IMHO, there are so many misleading statements in this short article I really don’t know where to start debunking it. First my credentials. I am a real life Census worker. And also note, that I am NOT a some life long gooberment worker. I have spent over 30 years working in the private sector, and only 1 month as a gooberment employee, so I am by no means a gooberment shill. Also note that what I am about to tell you are NOT to be taken as official Census statements. This is just my personal experience as a Census worker and nothing more.

I went through the standardized Census training, and none of us were ever told we had the right, or should/could enter some ones residence WITHOUT their permission, (period. end of discussion)! As a matter of fact they don’t even want us to open a storm door, that has a locked door behind it, so we can stick our notice of visit in the door jam so it doesn’t blow away.

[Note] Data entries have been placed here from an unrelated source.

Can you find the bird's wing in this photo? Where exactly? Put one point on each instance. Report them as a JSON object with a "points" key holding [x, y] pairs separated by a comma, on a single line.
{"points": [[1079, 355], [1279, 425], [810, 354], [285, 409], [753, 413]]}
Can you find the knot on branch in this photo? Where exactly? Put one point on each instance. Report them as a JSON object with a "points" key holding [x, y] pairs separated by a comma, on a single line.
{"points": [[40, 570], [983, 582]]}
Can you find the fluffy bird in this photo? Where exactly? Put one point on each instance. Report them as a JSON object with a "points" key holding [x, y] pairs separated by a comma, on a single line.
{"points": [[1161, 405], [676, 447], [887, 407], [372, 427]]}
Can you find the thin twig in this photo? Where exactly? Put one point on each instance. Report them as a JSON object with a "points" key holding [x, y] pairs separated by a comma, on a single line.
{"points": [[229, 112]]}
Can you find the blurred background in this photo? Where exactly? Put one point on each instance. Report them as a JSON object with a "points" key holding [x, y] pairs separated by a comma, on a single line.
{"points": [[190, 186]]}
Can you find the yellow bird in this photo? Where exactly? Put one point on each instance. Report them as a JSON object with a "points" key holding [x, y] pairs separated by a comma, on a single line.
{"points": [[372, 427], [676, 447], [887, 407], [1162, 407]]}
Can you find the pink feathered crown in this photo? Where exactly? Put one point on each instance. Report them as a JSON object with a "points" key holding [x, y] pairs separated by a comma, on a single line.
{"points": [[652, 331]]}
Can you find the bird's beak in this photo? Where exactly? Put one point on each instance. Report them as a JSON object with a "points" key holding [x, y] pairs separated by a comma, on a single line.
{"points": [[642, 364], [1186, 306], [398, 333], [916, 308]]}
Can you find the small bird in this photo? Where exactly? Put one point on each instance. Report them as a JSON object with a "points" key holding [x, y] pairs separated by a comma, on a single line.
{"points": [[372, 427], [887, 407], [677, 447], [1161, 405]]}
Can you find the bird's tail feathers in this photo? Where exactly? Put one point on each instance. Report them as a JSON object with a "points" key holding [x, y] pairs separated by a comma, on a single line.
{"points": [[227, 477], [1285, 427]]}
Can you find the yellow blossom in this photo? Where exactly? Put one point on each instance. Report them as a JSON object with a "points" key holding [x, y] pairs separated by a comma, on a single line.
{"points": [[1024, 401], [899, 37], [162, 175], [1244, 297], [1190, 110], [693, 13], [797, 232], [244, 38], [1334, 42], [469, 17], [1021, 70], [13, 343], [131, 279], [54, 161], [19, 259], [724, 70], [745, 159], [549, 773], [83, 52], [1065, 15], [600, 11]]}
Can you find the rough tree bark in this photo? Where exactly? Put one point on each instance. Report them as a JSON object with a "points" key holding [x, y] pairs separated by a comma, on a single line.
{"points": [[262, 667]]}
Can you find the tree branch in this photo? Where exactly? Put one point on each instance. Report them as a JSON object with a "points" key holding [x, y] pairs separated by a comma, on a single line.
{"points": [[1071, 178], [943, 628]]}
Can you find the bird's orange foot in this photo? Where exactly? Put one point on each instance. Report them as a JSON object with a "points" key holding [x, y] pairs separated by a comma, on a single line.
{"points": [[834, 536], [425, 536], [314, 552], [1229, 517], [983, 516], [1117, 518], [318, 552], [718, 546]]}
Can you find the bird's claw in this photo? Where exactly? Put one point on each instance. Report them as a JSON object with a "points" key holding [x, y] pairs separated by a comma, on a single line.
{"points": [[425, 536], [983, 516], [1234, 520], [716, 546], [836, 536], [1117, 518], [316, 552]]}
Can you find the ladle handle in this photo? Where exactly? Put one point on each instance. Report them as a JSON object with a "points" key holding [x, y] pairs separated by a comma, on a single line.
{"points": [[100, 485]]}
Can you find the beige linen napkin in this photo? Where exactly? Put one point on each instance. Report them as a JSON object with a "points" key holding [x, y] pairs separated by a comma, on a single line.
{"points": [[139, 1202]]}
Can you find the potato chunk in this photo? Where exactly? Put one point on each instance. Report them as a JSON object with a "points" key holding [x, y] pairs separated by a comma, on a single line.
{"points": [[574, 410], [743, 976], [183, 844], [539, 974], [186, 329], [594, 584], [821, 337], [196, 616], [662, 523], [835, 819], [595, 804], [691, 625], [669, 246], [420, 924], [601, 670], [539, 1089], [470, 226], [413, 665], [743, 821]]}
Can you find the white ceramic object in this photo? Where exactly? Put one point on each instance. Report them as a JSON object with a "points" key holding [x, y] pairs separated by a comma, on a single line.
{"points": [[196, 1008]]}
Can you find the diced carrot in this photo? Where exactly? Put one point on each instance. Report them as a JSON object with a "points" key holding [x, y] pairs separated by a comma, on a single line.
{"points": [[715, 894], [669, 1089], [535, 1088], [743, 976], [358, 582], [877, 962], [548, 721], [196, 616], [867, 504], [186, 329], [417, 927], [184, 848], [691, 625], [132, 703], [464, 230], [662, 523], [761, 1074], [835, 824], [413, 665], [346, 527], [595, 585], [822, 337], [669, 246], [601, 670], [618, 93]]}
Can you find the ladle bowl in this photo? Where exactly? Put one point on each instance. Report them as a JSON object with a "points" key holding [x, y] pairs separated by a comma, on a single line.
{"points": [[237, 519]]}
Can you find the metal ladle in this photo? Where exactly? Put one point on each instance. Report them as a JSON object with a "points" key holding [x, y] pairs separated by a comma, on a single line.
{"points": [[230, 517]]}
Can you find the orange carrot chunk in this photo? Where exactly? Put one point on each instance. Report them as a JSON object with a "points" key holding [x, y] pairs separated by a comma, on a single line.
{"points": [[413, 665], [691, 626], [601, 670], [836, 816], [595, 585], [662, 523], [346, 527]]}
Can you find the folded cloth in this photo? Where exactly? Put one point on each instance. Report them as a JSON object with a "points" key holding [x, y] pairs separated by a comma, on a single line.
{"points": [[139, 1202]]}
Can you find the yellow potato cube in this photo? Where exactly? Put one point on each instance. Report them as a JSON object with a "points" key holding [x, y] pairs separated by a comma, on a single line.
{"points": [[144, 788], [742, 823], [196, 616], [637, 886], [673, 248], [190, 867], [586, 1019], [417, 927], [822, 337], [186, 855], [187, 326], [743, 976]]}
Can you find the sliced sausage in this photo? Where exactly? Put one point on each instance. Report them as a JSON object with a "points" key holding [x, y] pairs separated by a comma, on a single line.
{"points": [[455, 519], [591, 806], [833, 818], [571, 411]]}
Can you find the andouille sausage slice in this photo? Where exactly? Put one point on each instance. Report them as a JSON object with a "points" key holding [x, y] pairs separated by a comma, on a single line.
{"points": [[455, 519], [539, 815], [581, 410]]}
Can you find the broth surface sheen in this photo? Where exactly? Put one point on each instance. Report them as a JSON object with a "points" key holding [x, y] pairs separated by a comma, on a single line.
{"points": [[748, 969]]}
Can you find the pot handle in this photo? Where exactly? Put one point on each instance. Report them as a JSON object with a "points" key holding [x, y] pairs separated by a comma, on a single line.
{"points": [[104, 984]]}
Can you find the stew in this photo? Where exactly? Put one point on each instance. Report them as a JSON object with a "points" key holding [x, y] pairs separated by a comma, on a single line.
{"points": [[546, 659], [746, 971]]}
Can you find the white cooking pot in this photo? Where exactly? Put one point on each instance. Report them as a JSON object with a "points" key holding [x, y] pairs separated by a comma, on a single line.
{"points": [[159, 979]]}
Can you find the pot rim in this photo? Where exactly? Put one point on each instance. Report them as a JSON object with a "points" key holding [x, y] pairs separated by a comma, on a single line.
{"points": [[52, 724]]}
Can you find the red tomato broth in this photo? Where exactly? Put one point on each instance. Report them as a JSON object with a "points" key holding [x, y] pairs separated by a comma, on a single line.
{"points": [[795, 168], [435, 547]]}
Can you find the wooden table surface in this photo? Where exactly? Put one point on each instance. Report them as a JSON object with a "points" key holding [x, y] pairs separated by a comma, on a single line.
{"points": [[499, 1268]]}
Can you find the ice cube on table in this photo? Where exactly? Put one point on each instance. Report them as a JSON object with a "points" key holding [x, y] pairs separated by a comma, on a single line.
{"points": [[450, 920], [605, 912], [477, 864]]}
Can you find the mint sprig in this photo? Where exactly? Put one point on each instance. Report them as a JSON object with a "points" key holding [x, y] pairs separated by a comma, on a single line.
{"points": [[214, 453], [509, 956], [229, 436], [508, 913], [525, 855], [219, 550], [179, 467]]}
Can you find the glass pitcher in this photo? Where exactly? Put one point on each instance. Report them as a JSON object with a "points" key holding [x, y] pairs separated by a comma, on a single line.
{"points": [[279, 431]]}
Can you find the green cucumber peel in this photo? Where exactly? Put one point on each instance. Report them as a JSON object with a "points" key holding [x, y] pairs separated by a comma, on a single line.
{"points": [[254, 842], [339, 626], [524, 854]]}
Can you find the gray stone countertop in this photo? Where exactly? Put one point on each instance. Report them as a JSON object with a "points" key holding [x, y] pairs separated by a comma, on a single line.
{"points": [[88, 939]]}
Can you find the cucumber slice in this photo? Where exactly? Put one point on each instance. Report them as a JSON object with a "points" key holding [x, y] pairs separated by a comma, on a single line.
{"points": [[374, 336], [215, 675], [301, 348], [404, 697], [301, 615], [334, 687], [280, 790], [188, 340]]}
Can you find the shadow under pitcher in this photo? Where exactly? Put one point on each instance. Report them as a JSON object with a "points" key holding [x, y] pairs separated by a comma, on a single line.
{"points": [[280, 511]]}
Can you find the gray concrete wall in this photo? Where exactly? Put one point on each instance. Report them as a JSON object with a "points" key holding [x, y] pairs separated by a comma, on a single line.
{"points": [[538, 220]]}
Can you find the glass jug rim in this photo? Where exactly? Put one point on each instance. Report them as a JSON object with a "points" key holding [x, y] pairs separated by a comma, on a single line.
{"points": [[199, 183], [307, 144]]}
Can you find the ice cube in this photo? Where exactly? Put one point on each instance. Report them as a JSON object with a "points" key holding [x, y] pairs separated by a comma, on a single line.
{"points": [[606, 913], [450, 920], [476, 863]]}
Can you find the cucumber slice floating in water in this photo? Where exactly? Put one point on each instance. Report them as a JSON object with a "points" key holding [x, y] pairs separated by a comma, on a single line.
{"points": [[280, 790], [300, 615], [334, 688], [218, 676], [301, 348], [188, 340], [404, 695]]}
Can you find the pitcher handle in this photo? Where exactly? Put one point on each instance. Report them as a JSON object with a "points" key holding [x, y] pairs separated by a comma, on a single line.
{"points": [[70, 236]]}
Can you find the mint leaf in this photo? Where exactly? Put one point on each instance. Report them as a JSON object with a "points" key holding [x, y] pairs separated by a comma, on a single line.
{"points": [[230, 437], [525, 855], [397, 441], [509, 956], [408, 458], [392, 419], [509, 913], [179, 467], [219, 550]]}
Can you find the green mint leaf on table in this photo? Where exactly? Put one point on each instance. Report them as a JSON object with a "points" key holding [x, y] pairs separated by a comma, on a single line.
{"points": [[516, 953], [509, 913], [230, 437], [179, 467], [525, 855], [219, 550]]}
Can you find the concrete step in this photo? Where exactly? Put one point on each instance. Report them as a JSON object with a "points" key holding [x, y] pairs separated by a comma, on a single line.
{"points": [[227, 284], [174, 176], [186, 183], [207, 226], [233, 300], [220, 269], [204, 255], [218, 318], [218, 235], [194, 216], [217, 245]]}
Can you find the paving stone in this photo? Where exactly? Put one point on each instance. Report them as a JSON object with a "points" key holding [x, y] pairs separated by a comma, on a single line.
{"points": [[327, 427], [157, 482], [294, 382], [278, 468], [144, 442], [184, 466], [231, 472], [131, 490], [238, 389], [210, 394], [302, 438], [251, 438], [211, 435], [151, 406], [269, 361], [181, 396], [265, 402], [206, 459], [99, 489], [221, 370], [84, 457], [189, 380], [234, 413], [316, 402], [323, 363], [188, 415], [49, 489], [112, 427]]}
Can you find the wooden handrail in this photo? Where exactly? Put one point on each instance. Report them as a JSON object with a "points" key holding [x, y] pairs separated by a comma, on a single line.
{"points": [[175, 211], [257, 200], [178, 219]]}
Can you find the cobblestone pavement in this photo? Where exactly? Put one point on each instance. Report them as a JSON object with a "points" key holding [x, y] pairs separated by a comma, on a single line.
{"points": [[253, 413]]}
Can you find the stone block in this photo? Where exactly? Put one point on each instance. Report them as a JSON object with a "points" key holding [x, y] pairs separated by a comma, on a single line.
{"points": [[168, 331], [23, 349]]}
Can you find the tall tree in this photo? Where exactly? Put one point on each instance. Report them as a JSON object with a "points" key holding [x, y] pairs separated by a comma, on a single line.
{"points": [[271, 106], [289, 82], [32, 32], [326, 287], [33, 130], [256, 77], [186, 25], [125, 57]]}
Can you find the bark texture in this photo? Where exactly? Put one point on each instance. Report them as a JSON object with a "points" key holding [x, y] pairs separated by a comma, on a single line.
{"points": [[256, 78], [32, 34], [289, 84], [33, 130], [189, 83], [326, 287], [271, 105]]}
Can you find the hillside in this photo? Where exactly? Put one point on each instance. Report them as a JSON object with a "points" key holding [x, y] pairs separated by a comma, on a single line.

We are also told NOT to even LOOK in windows to see if the house is occupied or not.

As far as fines go, yes there is a statute that says you can be fined if you do not supply census information but as far as I know, and researched on my own, it is NOT enforced. As a Census worker, I have no way of giving out fines because I am NOT a law enforcement worker. We only rely on peoples sense of “civic duty” for compliance, and we all know how far that goes with some people.

We were never told we could/should “demand phone numbers” from landlords. The easiest way to get some ones phone number is to go out to the PRIVATELY run website whitepages.com and do a reverse address lookup and get the phone number that way.

Also one word of caution if you are called by a census worker asking if a house is empty. They should only be asking what the status of the residence was on April 1, 2010. If they call and ask if a house is empty now, or how many people live there NOW then there is a VERY good chance that this is not a real census worker.

One person here complained about being asked the ages of children. One reason this info is useful is for deciding on the size or number of schools needed. Should a locality experience a sudden increase in school age children they could find themselves short on classrooms for the kiddies. Of course because the census is only done every 10 years, and it only takes 4 or 5 years for a kid to become school age, a population spike could still be missed, but it is better than nothing.

In my personal experience 98% of the people I have visited were very polite and reasonable, which makes the very few that “know their constitutional rights” and refuse to cooperate look even more silly.

So those are the facts, but I have been on this planet long enough to know that there is a certain percentage of the population will NEVER let FACTS get in the way of their BELIEFS. So carry on, I know nothing I wrote here will bring true believers around, but I figured I should at least try.

Also on a personal note, IMHO, after reading this article, Bob Barr has lost ALL credibility with me. I wonder what his real purpose was to publish such an article with statements, which to me as an informed reader, appear to be quite misleading?


May 27th, 2010
10:22 am

and the instrusive question is… are you living here and what race are you. Gee, I feel s violated.